Cirocco's mind had been wandering. She was not concerned about the Titanides. She knew they would be all right, and now they would not have to suffer in the fighting. But it was sad to know Hornpipe would no longer remember her.
She had been watching the Unity people, wondering why no one came over to talk. She knew she did not smell very good, but didn't think that was the reason. With some surprise, she realized they were afraid of her. The thought made her grin.
She realized Bill had been talking to her. "I'm sorry, what was that?"
"Gaby says you haven't told the whole story yet. She says there's something more, and that I should hear it."
"Oh, that," Cirocco said, glaring at Gaby. But it had to come out soon, anyway.
"Gaea, uh ... she offered me a job, Bill."
"A job? "' He raised his eyebrows, smiled tentatively.
"A 'Wizard,' she called it. She tends to the romantic. You'd probably like her; she likes science fiction, too."
"Just what did the job entail?"
Cirocco spread her hands. "General troubleshooting nature unspecified. Whenever she had a problem I'd go there and see what I could do. There are-literally-some unruly lands down here. She could promise me limited immunity, a sort of conditional passport based on the fact that the regional brains would remember what she did to Oceanus and not dare to harm me while I traveled through them."
"That's all? Sounds like a chancy proposition."
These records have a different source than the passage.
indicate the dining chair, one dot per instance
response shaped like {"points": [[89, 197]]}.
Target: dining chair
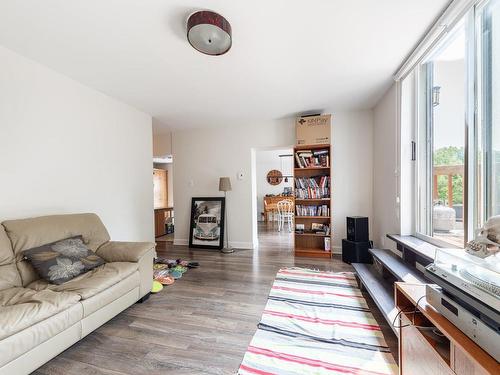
{"points": [[285, 213]]}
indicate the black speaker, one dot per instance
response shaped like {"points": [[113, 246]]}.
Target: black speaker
{"points": [[357, 228], [356, 252]]}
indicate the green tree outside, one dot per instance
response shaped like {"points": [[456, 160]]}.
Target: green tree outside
{"points": [[450, 156]]}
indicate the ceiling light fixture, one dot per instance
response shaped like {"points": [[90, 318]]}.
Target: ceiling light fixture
{"points": [[209, 33]]}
"It is. She offered to educate me, to fill my head with a tremendous amount of lore in the same way I was taught to sing Titanide. I'd have her support and backing. Nothing magic, but I'd be able to cause the ground to open up and swallow my enemies."
"That I can believe."
"I took the job, Bill."
"I thought so."
He looked down at his hands, seemed very tired when he looked up again.
"You're really something else, you know?" He said it with a trace of bitterness, but was taking the news better than Cirocco had expected. "It sounds like the kind of job that would appeal to you. The left hand of God." He shook his head. "Damn, this is really a hell of a place. You may not like it, you know. I was just starting to, when all the Titanides disappeared. That shook me, Rocky. It really seemed like someone had just put away his toys because he was tired of the game. How do you know you won't be one of her toys? You've been your own boss; do you think you still will be?"